Bonjour Manon. Nous te remercions d’avoir accepté notre demande d’entretien. Le Strass fait parler de lui, la prostitution fait parler d’elle. Les réseaux sociaux fourmillent de « pour » et « contre », la polémique n’étant jamais loin dans la plupart des cas. Pour ainsi dire, symboliquement on en vient souvent aux mains.

Nul n’ignore que pour une partie des groupes transidentitaires, la question de la prostitution est importante et ne doit pas être éludée ni être stigmatisée par avance. La position est en résumé : « Nulle crainte, nous savons que c’est une réalité de nos groupes, une réalité qu’on ne peut éluder au risque de reproduire involontairement à notre tour des stigmatisations et des discriminations à ne pas y prendre garde ».

Pour en revenir au Strass, nous avons donc des questions à vous poser et probablement de votre côté « des choses à nous dire » sachant qu’on ne va pas entrer dans le détail mais tacher d’avoir une vision globale des enjeux qui sont les vôtres.

 

ODT Peux tu nous rappeler les origines du Strass ?

Manon – Comme on peut le lire sur le site[1], le STRASS ou Syndicat du TRAvail Sexuel existe depuis 2009 en France. Il a été créé par des travailleurSEs du sexe lors des Assises européennes de la prostitution qui se tenaient alors à Paris ; y étaient rassembléEs des travailleurSEs du sexe, rejointEs par des juristes, des travailleurs sociaux, des sociologues, etc.

ODT Si l’on devait rappeler le contexte des « lois Sarkozy », l’expression « chasse aux putes » ne semble pas dénué de sens. On sait qu’en repoussant la prostitution loin des grands axes on a précarisé la situation des personnes en situation de prostitution qu’elles soit subie comme pour les femmes exploitées et violentées par proxénètes et réseaux criminels ou choisie en tant que métier comme pour les travailleurs et travailleuses du sexe. Provoquons : « cette chasse aux putes » pour l’ordre moral, pour une société conservatrice ? Est-ce que tout a débuté avec les lois dites Sarkozy ?

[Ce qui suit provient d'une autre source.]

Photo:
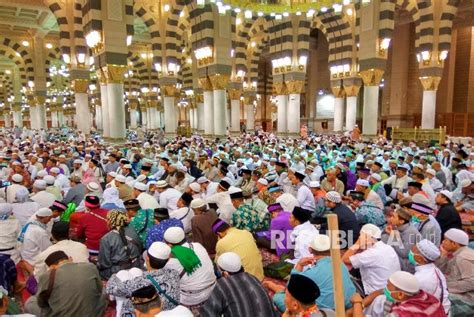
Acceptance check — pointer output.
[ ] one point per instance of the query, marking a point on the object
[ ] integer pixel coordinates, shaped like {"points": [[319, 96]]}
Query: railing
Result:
{"points": [[419, 135]]}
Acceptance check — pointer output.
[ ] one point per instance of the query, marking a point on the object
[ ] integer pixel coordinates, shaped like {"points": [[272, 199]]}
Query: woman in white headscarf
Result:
{"points": [[112, 200]]}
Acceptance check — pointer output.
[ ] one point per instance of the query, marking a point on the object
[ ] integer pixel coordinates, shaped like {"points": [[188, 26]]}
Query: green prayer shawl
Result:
{"points": [[187, 257]]}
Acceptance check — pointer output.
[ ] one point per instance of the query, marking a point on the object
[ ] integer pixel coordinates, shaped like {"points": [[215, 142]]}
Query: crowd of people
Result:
{"points": [[234, 227]]}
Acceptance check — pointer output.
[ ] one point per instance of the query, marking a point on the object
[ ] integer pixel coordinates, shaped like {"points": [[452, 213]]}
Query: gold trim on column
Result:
{"points": [[352, 90], [219, 81], [279, 89], [372, 77], [295, 86], [114, 74], [80, 86], [234, 94], [430, 82], [338, 91]]}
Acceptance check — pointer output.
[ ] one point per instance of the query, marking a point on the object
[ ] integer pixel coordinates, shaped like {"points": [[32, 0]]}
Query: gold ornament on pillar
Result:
{"points": [[338, 91], [169, 90], [352, 90], [114, 74], [234, 94], [80, 86], [371, 77], [219, 81], [430, 82], [279, 89], [295, 86]]}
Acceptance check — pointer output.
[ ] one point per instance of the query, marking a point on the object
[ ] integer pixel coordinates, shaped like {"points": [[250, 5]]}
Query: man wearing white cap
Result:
{"points": [[8, 193], [40, 195], [375, 259], [402, 296], [194, 266], [35, 237], [457, 263], [431, 279], [230, 296]]}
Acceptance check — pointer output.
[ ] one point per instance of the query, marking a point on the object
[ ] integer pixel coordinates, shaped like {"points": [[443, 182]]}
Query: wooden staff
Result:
{"points": [[336, 265]]}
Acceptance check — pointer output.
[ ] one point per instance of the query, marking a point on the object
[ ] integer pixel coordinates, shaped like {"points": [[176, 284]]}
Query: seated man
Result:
{"points": [[457, 263], [402, 296], [300, 298], [230, 296], [317, 267]]}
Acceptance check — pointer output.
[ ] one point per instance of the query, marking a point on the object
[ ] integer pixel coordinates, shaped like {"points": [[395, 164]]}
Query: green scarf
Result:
{"points": [[188, 259]]}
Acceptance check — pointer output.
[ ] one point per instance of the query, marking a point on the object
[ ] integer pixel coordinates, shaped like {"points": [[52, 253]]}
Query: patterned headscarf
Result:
{"points": [[117, 218]]}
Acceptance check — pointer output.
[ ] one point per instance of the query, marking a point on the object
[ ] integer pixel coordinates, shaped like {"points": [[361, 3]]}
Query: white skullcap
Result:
{"points": [[405, 281], [447, 194], [44, 212], [314, 184], [363, 182], [174, 235], [161, 184], [195, 187], [5, 209], [120, 178], [22, 193], [428, 250], [376, 176], [92, 186], [230, 262], [321, 243], [457, 235], [141, 178], [17, 178], [39, 184], [159, 250], [333, 196], [140, 186], [371, 230], [198, 203], [41, 173], [180, 311], [49, 179], [202, 180]]}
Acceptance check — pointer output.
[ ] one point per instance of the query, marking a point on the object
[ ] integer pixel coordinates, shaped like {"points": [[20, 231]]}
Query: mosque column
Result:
{"points": [[200, 113], [17, 117], [208, 115], [171, 120], [80, 87], [351, 90], [371, 79], [219, 83], [235, 95], [295, 88], [338, 92], [282, 107], [428, 115]]}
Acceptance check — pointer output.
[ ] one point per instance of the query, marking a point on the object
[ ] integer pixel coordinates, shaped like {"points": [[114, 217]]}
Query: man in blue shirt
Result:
{"points": [[317, 267]]}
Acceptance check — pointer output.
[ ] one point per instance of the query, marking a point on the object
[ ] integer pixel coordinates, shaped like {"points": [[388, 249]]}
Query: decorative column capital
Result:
{"points": [[338, 91], [234, 94], [114, 74], [371, 77], [80, 86], [219, 81], [295, 86], [169, 90], [430, 82], [279, 88]]}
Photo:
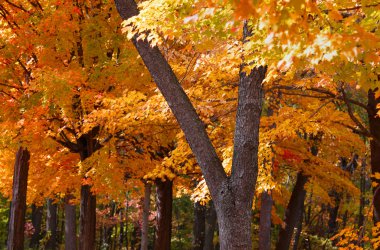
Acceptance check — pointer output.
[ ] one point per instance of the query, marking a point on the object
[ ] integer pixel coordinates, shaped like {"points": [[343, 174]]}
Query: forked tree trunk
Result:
{"points": [[199, 226], [51, 224], [145, 216], [232, 195], [18, 207], [164, 201], [265, 221], [210, 227], [374, 124], [293, 213], [36, 221], [70, 225]]}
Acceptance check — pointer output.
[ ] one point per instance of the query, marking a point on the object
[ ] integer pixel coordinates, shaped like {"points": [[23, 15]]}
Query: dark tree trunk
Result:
{"points": [[87, 219], [18, 207], [164, 201], [294, 212], [145, 216], [51, 224], [70, 225], [210, 227], [333, 214], [232, 195], [265, 221], [36, 221], [374, 124], [199, 226]]}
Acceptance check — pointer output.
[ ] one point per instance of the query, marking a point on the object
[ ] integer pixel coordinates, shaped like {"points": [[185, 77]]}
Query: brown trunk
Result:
{"points": [[294, 212], [210, 227], [36, 221], [199, 226], [145, 216], [265, 221], [17, 213], [87, 219], [374, 124], [51, 224], [232, 195], [164, 190], [70, 225]]}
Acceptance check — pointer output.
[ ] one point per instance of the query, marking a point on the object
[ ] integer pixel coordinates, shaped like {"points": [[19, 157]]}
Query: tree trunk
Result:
{"points": [[18, 206], [199, 226], [210, 227], [265, 221], [145, 216], [164, 190], [36, 221], [374, 124], [294, 212], [51, 224], [87, 219], [70, 225], [232, 195]]}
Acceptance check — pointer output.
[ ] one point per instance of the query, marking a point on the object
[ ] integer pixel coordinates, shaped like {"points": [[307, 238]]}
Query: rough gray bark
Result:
{"points": [[36, 221], [51, 224], [70, 225], [199, 226], [294, 212], [164, 201], [232, 195], [265, 221], [145, 219], [210, 227], [18, 206]]}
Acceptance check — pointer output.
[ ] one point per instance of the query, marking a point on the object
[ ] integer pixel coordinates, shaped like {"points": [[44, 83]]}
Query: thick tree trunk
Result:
{"points": [[70, 225], [374, 124], [51, 224], [232, 195], [164, 201], [199, 226], [18, 207], [294, 212], [210, 227], [265, 221], [145, 216], [87, 219], [37, 212]]}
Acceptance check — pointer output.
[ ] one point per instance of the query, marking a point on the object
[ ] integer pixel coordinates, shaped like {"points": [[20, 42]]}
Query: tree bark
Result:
{"points": [[145, 215], [18, 207], [199, 226], [51, 224], [210, 227], [294, 212], [36, 221], [232, 195], [374, 125], [70, 225], [164, 201], [265, 221]]}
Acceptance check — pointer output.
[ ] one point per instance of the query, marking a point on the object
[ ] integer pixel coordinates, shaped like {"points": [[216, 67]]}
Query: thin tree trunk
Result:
{"points": [[145, 216], [374, 124], [51, 224], [294, 212], [199, 226], [232, 195], [210, 227], [164, 190], [70, 225], [37, 212], [18, 206], [265, 221]]}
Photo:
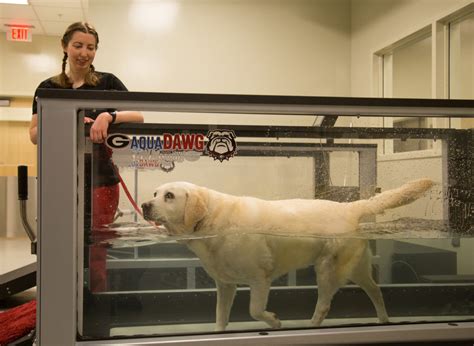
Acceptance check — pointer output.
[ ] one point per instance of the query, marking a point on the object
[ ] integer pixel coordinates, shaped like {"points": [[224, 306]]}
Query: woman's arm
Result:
{"points": [[34, 129], [98, 132]]}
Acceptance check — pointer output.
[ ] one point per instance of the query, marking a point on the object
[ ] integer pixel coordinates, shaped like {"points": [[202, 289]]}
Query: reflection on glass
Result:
{"points": [[461, 66], [410, 72], [159, 283]]}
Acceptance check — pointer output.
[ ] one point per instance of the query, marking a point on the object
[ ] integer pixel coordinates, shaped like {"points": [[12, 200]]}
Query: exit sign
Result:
{"points": [[22, 34]]}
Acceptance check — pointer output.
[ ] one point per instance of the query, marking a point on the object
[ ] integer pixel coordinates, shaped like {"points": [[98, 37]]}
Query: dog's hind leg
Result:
{"points": [[362, 276], [328, 285], [225, 298], [258, 302]]}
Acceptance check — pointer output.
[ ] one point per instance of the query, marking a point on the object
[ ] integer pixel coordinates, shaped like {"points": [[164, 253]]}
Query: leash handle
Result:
{"points": [[135, 206]]}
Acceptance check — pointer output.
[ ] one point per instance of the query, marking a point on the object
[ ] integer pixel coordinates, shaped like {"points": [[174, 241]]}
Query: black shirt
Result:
{"points": [[104, 170]]}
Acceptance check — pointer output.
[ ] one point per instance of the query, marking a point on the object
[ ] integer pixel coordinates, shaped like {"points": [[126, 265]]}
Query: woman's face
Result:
{"points": [[81, 51]]}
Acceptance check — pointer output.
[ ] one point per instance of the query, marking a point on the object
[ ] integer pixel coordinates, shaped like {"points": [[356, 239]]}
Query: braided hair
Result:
{"points": [[91, 78]]}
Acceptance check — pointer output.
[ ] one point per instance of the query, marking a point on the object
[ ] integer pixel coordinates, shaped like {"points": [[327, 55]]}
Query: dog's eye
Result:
{"points": [[169, 195]]}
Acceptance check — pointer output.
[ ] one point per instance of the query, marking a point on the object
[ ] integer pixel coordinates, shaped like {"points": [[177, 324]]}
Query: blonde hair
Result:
{"points": [[91, 78]]}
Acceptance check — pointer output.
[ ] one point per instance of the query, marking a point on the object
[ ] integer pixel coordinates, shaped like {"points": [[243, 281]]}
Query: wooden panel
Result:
{"points": [[16, 148]]}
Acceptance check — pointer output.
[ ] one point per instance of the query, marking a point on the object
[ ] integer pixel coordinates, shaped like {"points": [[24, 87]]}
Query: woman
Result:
{"points": [[80, 43]]}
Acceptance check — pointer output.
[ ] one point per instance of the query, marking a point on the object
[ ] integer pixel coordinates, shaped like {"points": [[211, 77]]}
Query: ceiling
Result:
{"points": [[49, 17]]}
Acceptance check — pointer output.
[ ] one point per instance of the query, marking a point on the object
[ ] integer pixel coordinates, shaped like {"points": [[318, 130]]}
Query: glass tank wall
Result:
{"points": [[228, 217], [145, 279]]}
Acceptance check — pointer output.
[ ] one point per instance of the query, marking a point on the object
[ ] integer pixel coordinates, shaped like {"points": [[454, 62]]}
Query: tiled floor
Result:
{"points": [[15, 255]]}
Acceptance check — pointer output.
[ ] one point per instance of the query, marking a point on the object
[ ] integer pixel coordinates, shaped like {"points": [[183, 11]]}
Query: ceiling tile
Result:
{"points": [[52, 28], [59, 14], [37, 30], [17, 12]]}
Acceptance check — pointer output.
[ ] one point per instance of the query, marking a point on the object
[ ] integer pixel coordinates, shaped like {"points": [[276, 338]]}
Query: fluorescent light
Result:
{"points": [[14, 2]]}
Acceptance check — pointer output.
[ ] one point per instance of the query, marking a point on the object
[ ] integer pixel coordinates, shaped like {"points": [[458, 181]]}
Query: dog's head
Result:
{"points": [[221, 145], [178, 206]]}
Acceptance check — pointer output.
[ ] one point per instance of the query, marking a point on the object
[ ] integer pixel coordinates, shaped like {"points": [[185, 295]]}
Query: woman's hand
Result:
{"points": [[98, 131]]}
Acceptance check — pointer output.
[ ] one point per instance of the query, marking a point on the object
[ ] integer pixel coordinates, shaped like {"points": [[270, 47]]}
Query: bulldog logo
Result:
{"points": [[221, 145]]}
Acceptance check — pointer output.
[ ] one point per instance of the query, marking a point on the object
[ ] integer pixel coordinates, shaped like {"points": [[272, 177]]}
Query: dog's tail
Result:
{"points": [[405, 194]]}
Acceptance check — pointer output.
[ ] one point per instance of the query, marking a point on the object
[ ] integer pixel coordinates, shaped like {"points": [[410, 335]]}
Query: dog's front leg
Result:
{"points": [[225, 298], [258, 303]]}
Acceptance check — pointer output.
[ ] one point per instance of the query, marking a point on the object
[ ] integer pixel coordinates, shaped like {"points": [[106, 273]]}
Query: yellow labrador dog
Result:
{"points": [[253, 245]]}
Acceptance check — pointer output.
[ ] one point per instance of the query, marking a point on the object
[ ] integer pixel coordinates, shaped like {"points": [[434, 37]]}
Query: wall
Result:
{"points": [[375, 25], [24, 65], [299, 47]]}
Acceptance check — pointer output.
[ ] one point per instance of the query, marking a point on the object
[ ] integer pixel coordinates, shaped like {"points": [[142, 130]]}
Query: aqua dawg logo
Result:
{"points": [[178, 141], [163, 151]]}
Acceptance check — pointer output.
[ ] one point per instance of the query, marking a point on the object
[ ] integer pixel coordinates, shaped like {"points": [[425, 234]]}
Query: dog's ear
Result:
{"points": [[195, 209]]}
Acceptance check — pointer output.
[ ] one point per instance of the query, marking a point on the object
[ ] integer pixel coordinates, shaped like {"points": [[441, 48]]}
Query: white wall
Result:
{"points": [[298, 47], [23, 65], [377, 23]]}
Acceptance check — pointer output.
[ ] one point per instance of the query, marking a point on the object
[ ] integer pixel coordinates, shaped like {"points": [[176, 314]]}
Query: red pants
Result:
{"points": [[104, 205]]}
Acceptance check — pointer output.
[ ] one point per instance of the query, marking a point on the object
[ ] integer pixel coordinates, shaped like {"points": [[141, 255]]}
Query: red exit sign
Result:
{"points": [[21, 34]]}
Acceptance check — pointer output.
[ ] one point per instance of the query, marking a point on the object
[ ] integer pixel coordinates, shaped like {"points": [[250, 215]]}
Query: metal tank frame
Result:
{"points": [[61, 139]]}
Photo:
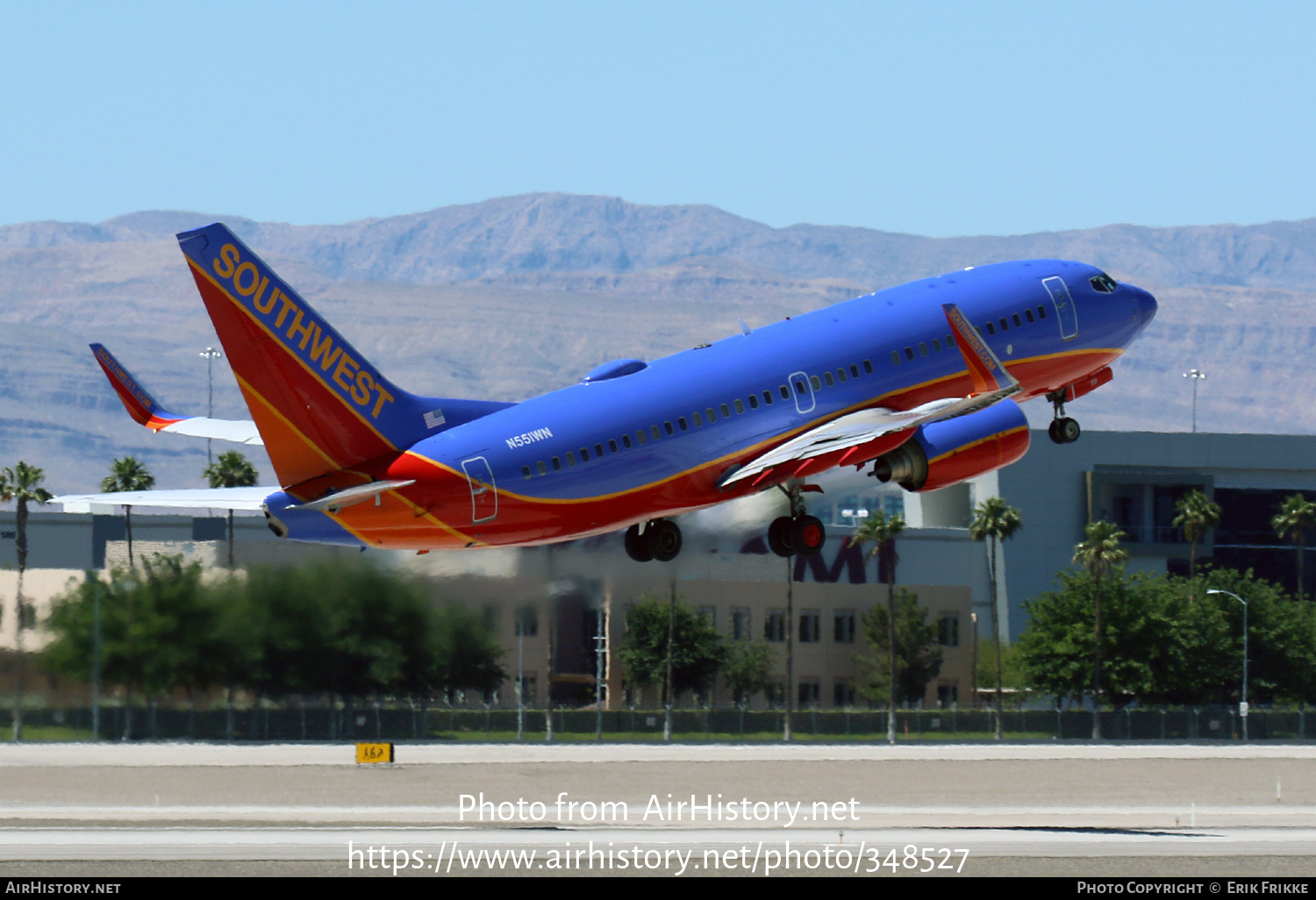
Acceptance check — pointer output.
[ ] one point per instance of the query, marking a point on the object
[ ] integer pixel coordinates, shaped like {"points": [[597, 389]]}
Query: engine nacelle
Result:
{"points": [[945, 453]]}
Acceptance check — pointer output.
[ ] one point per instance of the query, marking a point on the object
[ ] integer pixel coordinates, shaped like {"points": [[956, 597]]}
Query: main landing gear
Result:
{"points": [[797, 533], [657, 539], [1062, 429]]}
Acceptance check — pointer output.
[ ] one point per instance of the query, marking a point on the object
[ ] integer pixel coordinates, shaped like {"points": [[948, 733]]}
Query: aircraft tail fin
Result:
{"points": [[320, 405]]}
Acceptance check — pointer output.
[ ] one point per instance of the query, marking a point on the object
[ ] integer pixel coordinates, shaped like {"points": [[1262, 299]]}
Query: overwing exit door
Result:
{"points": [[479, 476]]}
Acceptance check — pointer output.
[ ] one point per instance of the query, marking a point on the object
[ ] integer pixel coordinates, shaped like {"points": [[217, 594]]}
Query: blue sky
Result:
{"points": [[932, 118]]}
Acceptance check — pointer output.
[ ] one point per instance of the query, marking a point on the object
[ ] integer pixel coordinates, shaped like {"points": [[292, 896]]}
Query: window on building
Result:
{"points": [[810, 626], [948, 629], [842, 626], [740, 624]]}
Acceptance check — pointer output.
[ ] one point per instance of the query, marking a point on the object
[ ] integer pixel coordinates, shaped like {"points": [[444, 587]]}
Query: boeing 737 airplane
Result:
{"points": [[920, 383]]}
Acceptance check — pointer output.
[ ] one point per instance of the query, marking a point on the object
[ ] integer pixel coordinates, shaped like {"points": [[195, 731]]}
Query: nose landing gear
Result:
{"points": [[1062, 428], [658, 539], [797, 533]]}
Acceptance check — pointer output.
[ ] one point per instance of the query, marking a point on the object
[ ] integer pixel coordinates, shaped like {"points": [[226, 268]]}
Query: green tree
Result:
{"points": [[995, 520], [881, 531], [155, 623], [1297, 513], [1098, 553], [231, 470], [1195, 513], [918, 657], [697, 650], [128, 474], [21, 483]]}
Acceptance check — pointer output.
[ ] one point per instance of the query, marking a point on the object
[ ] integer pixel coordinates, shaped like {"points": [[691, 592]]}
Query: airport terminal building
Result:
{"points": [[581, 591]]}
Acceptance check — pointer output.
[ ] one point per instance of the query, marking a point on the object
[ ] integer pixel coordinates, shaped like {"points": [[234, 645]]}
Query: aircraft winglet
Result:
{"points": [[984, 370], [139, 402]]}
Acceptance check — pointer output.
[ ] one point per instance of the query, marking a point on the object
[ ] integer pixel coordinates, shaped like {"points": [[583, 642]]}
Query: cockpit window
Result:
{"points": [[1103, 283]]}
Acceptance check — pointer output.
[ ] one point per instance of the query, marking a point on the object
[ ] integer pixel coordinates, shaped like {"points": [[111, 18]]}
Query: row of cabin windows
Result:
{"points": [[695, 418], [950, 341]]}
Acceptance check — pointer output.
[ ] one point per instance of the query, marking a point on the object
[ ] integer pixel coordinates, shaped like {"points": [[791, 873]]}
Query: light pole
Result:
{"points": [[210, 355], [1197, 375], [1242, 705]]}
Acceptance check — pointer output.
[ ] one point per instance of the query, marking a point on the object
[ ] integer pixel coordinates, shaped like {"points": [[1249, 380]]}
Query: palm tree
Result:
{"points": [[1297, 513], [21, 483], [882, 531], [1098, 553], [995, 521], [128, 474], [1195, 513], [231, 470]]}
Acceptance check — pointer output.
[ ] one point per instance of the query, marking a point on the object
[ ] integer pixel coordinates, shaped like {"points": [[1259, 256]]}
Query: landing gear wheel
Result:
{"points": [[808, 536], [779, 536], [662, 539], [637, 547]]}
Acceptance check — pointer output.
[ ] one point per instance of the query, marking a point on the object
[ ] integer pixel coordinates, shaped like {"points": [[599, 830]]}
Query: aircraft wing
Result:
{"points": [[239, 499], [990, 379], [145, 411]]}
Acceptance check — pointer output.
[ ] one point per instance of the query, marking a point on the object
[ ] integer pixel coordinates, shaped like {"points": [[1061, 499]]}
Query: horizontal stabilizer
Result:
{"points": [[239, 499], [353, 495]]}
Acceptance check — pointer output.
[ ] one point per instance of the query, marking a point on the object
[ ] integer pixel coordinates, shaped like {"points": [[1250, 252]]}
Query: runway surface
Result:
{"points": [[1082, 808]]}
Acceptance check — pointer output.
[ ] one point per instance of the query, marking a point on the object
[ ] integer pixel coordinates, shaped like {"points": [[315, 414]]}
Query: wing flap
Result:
{"points": [[239, 499]]}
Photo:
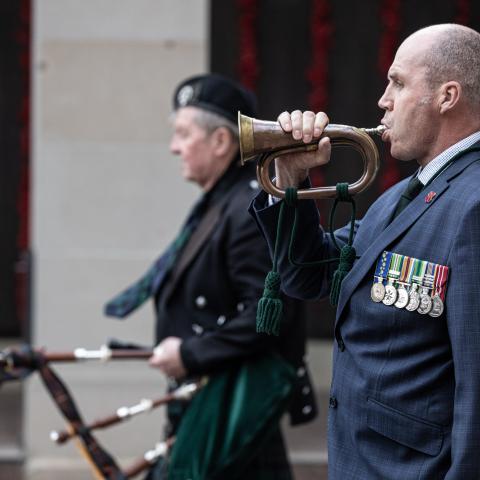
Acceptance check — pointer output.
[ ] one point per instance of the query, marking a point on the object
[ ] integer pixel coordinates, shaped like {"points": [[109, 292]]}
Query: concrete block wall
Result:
{"points": [[107, 196]]}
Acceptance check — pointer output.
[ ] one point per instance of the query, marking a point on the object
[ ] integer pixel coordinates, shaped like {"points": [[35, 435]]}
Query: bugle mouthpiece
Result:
{"points": [[375, 131]]}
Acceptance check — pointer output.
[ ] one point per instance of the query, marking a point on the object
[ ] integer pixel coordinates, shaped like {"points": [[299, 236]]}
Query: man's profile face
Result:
{"points": [[409, 104], [194, 146]]}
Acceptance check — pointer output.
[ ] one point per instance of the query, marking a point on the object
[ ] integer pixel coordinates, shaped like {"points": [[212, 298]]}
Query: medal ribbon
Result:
{"points": [[383, 264], [428, 280], [396, 267], [441, 276], [406, 271], [418, 269]]}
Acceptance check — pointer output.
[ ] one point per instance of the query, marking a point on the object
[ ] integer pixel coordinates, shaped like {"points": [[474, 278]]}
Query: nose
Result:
{"points": [[174, 146]]}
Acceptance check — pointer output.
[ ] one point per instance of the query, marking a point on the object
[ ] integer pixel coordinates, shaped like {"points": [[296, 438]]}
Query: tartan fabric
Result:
{"points": [[269, 464], [137, 294]]}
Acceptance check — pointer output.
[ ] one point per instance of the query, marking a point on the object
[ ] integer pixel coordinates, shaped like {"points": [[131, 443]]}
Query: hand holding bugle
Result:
{"points": [[267, 141]]}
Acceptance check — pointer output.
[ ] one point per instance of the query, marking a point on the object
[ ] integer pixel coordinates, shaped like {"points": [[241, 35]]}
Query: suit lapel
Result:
{"points": [[397, 227], [197, 240]]}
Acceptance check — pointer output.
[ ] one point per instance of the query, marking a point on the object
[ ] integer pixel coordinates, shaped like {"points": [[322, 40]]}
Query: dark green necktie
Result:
{"points": [[414, 187]]}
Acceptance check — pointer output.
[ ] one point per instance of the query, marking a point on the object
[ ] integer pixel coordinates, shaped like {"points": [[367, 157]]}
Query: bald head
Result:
{"points": [[452, 53]]}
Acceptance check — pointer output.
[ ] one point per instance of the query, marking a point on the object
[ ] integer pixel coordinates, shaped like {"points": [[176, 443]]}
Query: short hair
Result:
{"points": [[455, 55], [210, 121]]}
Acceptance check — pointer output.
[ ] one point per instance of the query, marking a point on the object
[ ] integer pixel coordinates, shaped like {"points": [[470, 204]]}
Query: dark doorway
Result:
{"points": [[15, 259]]}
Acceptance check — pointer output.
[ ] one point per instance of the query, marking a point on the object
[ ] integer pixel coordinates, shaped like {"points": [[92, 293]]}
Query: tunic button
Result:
{"points": [[301, 372], [201, 301], [306, 409], [198, 329]]}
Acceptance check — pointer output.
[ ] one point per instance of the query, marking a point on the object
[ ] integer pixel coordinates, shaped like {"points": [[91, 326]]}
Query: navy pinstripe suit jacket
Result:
{"points": [[405, 393]]}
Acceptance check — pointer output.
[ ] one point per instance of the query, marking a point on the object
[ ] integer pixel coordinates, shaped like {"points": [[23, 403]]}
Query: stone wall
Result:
{"points": [[106, 195]]}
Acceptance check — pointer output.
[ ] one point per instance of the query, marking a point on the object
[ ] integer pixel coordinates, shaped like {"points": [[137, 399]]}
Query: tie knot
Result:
{"points": [[413, 188]]}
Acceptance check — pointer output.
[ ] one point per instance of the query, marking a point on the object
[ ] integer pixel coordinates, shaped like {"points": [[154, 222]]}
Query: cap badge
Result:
{"points": [[185, 95]]}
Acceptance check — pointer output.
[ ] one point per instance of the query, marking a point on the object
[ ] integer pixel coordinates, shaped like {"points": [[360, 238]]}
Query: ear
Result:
{"points": [[450, 94], [222, 141]]}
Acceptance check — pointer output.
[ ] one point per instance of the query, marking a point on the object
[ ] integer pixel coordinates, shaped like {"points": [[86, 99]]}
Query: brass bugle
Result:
{"points": [[259, 137]]}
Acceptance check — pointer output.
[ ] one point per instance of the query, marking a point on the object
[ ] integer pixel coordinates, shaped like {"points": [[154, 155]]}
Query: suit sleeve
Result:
{"points": [[463, 319], [247, 262], [311, 244]]}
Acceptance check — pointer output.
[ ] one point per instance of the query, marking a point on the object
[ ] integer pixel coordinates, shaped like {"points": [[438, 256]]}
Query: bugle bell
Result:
{"points": [[267, 140]]}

Manon – La chasse aux putes : En fait, nous avons toujours été chassé(e)s, voir enfermé(e)s (les maisons closes en sont un exemple), on a toujours voulu faire des lois pour les TDS[2] mais sans nous concerter ! Mais plus récemment nous avons eu droit à la Loi pour la Sécurité Intérieure de Sarko[3], qui a été présentée comme anti-proxo (on a voulut nous faire croire que si on mettait des amendes aux TDS, leurs proxo seraient emmerdés par ce manque à gagner et cesseraient leurs activités…bienvenue chez les Bisounours…). En fait cette loi est une loi anti-migratoire tout bêtement. La quasi-totalité des TDS arrêtées sont des migrantes…qui sont renvoyées dans leur pays lorsqu’elles sont en situation irrégulière…C’est de la que vient le chiffre de « 80% des TDS sont des migrantes », c’est bêtement basé sur les chiffre de la police qui ne s’intéresse qu’aux migrantes !

ODT – À suivre l’actualité sur le web 2.0, la presse écrite et le média audiovisuel, vous provoquez le débat à tel point qu’il devient parfois passionnel quand il devrait rester sur la scène de la raison. On sent un « ordre moral » parfois entre les lignes. Qui vous combat et sur qui pouvez-vous compter ?

Manon – Il y a un courant qu’on pourrait qualifier comme tu le dis « d’ordre moral » : « la prostitution c’est mal », « faut pas vendre son corps c’est pas bien », « vous brulerez en enfer !! ». Je pense que je n’ai pas besoin de te faire un dessin ! Il y a aussi ceux (qu’on retrouve en général plus à gauche) qui pensent que « vendre son corps » est le pire de ce qu’entraine le capitalisme… Oui, en plus d’être complices du patriarcat, nous sommes complices du capitalisme.

ODT – Tu as une anecdote à ce sujet d’ailleurs.

Manon – Oui, un jour un homme m’a sorti que j’irai « bruler en enfer avec les dirigeants de Coca-Cola car l’amour c’est free connasse ».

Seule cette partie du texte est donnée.